JMP Securities analyst Ronald V. Josey (Market Outperform, $114 PT)
“On international traffic, as reviews grow, Yelp should see improved natural search rankings over time and we note that Yelp ended the quarter with ~6.5 million international reviews, +181% Y/Y, across its 63 international markets…While we acknowledge the increased risk in owning shares given recent volatility, we would be buyers of the stock as we believe Yelp is well positioned to continue to gain share of the local advertising market given its 138 million unique users globally and 61 million reviews. Importantly, we believe Yelp can continue to deliver strong revenue growth coupled with significant margin expansion, a rare combination across the Internet sector.”
Wells Fargo analyst Peter Stabler (Market Perform, $76-78 PT)
“User engagement metrics (unique visitors, submitted reviews) were again strong, suggesting Yelp’s brand power continues to build as the company seeks a dominant local search presence…We think most investors were surprised by the growth rates of Yelp’s local advertising revenue drivers: total paying accounts, and average revenue per account. Sequential net adds of 6.3K fell 24% and 28% short of our and consensus estimates, respectively. Though revenue results and improved guidance are clearly positives, we believe the sequential and year/year decline in net add growth rates introduces an element of uncertainty into long-term investor models reliant on account growth as central, critical driver.”
Cantor Fitzgerald analyst Youssef Squali (Buy, $84 PT)
“Yelp reported another beat-and-raise quarter, with revenue and EBITDA 3%/40%, respectively, ahead of expectations. Strength was driven by active local business additions and pricing, yielding acceleration in local ad revenue and the first positive net income quarter for the company. The local online advertising opportunity remains massive, and the number of players with scale, brand, network effect and solid execution is very limited, positioning Yelp as a prime beneficiary over time…Yelp launched its 26th and 27th countries with Argentina and Japan, and management highlighted that Buenos Aires is already growing faster than any other Latin American market. Yet, international represented only 3% of total revenues in 2Q and traffic is growing at 80+% Y/Y, representing a sizeable opportunity ahead for Yelp.”
JPMorgan analyst Kaizad Gotla (Buy, $100 PT)
“Yelp reported strong 2Q results and raised its full year outlook above our and Street expectations. The company continues to witness strong growth in local ad revenue and all of Yelp’s cohorts accelerated in 2Q. Though Active Local Business Account (ALBA) net adds of 5,900 in 2Q were somewhat lighter than our and Street estimates, local ad revenue came in 3% above our $73.7M estimate due primarily to slower growth in lower-ASP deals advertisers which increased blended ARPU by ~7% Q/Q. We think Yelp continues to innovate on closing the loop for advertisers through products such as messaging and reservations on the Yelp platform and we believe the company remains very well-positioned to continue taking share of local ad dollars.”
UBS analyst Eric Sheridan (Neutral, $80 PT)
“We maintain our Neutral view given the execution hurdles required to address new markets – brand recognition not on par with the US in most markets & competition for local discovery & eCommerce (Google, TripAdvisor, Priceline, etc.).
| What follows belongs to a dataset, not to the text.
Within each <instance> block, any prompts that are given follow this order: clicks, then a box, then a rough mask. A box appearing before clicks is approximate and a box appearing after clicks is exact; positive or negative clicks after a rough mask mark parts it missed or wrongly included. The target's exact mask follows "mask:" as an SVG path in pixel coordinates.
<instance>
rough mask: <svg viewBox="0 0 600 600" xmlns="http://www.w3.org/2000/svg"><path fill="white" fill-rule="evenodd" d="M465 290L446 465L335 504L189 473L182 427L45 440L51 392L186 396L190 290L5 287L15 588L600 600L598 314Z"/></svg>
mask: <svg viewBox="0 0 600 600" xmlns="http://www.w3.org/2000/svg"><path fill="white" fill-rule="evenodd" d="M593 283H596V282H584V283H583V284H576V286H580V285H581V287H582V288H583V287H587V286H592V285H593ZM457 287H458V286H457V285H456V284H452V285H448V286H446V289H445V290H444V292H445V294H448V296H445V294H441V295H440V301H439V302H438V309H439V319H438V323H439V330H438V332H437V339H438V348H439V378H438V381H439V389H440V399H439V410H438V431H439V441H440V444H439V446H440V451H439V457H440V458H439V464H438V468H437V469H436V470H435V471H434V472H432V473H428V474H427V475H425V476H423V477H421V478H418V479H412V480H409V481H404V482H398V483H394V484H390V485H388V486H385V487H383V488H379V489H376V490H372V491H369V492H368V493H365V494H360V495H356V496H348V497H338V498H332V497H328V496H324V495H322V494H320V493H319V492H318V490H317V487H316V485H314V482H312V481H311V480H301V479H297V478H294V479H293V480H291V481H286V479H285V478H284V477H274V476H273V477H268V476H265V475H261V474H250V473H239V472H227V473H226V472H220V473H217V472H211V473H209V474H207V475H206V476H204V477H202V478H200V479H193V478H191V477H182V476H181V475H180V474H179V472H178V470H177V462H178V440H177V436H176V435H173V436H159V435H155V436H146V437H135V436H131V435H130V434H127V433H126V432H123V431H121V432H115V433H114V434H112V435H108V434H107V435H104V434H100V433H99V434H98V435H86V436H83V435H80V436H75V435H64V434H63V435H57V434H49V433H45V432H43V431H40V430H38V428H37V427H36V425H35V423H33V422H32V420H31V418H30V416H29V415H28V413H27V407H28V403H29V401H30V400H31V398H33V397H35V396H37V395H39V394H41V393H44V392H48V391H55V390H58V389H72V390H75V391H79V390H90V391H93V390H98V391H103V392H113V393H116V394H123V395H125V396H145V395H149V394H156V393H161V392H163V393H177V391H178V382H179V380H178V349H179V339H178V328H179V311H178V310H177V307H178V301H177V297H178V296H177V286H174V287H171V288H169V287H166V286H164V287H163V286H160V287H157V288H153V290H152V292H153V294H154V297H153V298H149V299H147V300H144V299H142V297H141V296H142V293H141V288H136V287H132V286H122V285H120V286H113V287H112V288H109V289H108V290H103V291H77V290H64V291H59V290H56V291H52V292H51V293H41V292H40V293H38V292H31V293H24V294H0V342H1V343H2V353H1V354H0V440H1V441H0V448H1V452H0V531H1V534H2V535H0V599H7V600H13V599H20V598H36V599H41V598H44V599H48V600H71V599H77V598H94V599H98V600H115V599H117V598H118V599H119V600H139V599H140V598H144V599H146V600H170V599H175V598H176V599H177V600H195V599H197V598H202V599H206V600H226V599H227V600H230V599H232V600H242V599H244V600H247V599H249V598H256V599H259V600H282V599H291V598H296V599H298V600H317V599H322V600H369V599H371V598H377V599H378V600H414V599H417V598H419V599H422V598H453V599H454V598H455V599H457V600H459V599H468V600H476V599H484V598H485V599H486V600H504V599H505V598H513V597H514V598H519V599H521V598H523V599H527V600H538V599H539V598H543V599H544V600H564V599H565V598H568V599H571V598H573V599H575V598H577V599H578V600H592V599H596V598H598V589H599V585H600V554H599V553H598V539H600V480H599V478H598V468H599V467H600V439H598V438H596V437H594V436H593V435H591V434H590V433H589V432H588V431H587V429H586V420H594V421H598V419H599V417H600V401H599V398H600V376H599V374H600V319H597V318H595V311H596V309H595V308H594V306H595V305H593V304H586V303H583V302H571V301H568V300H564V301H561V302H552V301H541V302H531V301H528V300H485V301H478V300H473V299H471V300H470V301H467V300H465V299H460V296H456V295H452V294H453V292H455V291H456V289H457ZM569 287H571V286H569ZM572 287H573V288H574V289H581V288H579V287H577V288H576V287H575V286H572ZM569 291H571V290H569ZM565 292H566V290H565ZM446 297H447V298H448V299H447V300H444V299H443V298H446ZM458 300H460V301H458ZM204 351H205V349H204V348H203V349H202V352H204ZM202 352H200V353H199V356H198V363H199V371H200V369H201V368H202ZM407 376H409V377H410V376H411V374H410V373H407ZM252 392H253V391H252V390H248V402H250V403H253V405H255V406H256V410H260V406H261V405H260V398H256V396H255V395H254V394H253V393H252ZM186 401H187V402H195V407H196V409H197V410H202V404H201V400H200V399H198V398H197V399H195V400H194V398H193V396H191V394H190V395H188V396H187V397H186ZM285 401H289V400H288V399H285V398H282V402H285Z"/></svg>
Additionally, investors will likely cap the stock at after-market levels as questions arise on forward ALBA growth & implications of decelerating unit/revenue growth. Longer term, to address a potentially larger TAM, we believe Yelp may need to introduce additional variable pricing options – Yelp Deals, CPC packages, the YP deal, & SeatMe are all steps in the right direction in our view.”